We are looking for an exceptional MLOps Team Lead to own, build, and scale the infrastructure and automation that powers state-of-the-art Large Language Models (LLMs) and AI systems.
This is a technical leadership role that blends hands-on engineering with strategic vision. You will define MLOps best practices, build high-performance ML infrastructure, and lead a world-class team working at the intersection of AI research and production-grade ML systems.
You will work closely with LLM Algorithm Researchers, ML Engineers, and Data Scientists to enable fast, scalable, and reliable ML workflows covering everything from distributed training to real-time inference optimization.
If you have deep technical expertise, thrive in high-scale AI environments, and want to lead the next generation of MLOps, we want to hear from you.
Role and Responsibilities
MLOps Infrastructure & Automation
Architect and maintain scalable, self-service ML pipelines, CI/CD workflows, and orchestration frameworks (Kubeflow, MLflow, Airflow).
Design high-scale distributed training environments, leveraging multi-GPU/TPU clusters and parallelization strategies.

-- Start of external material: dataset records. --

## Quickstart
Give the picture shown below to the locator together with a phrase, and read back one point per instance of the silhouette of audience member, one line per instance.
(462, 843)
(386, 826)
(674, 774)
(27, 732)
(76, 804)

Optimize ML workflows for speed, scalability, and cost efficiency across cloud (AWS/GCP) and on-prem environments.
Model Deployment & Real-Time Inference
Build ultra-low-latency, high-throughput inference architectures optimized for LLMs at scale.

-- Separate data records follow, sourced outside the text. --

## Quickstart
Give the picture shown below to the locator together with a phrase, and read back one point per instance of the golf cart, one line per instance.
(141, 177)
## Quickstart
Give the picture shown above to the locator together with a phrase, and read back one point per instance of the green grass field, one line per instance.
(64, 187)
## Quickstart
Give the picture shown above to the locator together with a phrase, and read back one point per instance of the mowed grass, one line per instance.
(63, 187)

Implement A/B testing, canary releases, and rollback mechanisms for model deployment.
Develop robust monitoring, logging, and alerting solutions for model performance, drift detection, and reliability.
Cloud & Compute Optimization
Lead the design and scaling of multi-cloud ML infrastructure using Kubernetes, Terraform, and ArgoCD.
Optimize GPU/TPU utilization, autoscaling, and resource allocation to maximize efficiency.
Build and manage feature stores, data pipelines, and large-scale storage solutions.
Leadership & Cross-Team Collaboration
Work closely with LLM researchers, ML engineers, and platform teams to align MLOps infrastructure with cutting-edge AI research and real-world deployment needs.
Define and enforce best practices for model governance, security, and compliance.
Requirements: 3+ years of experience in MLOps, ML infrastructure, or AI platform engineering.
2+ years of hands-on experience in ML pipeline automation, large-scale model deployment, and infrastructure scaling.
Expertise in deep learning frameworks (like PyTorch, TensorFlow, JAX) and MLOps platforms (like Kubeflow, MLflow, TFX).
Proven track record of building production-grade ML systems that scale to billions of predictions daily.
Deep knowledge of Kubernetes, cloud-native architectures (AWS/GCP), and infrastructure as code (Terraform, Helm, ArgoCD).
Strong software engineering skills in Python, Bash, and Go, with a focus on writing clean, maintainable, and scalable code.
Experience with observability & monitoring stacks (Prometheus, Grafana, Datadog, OpenTelemetry).
Strong background in security, compliance, and model governance for AI/ML systems.
This position is open to all candidates.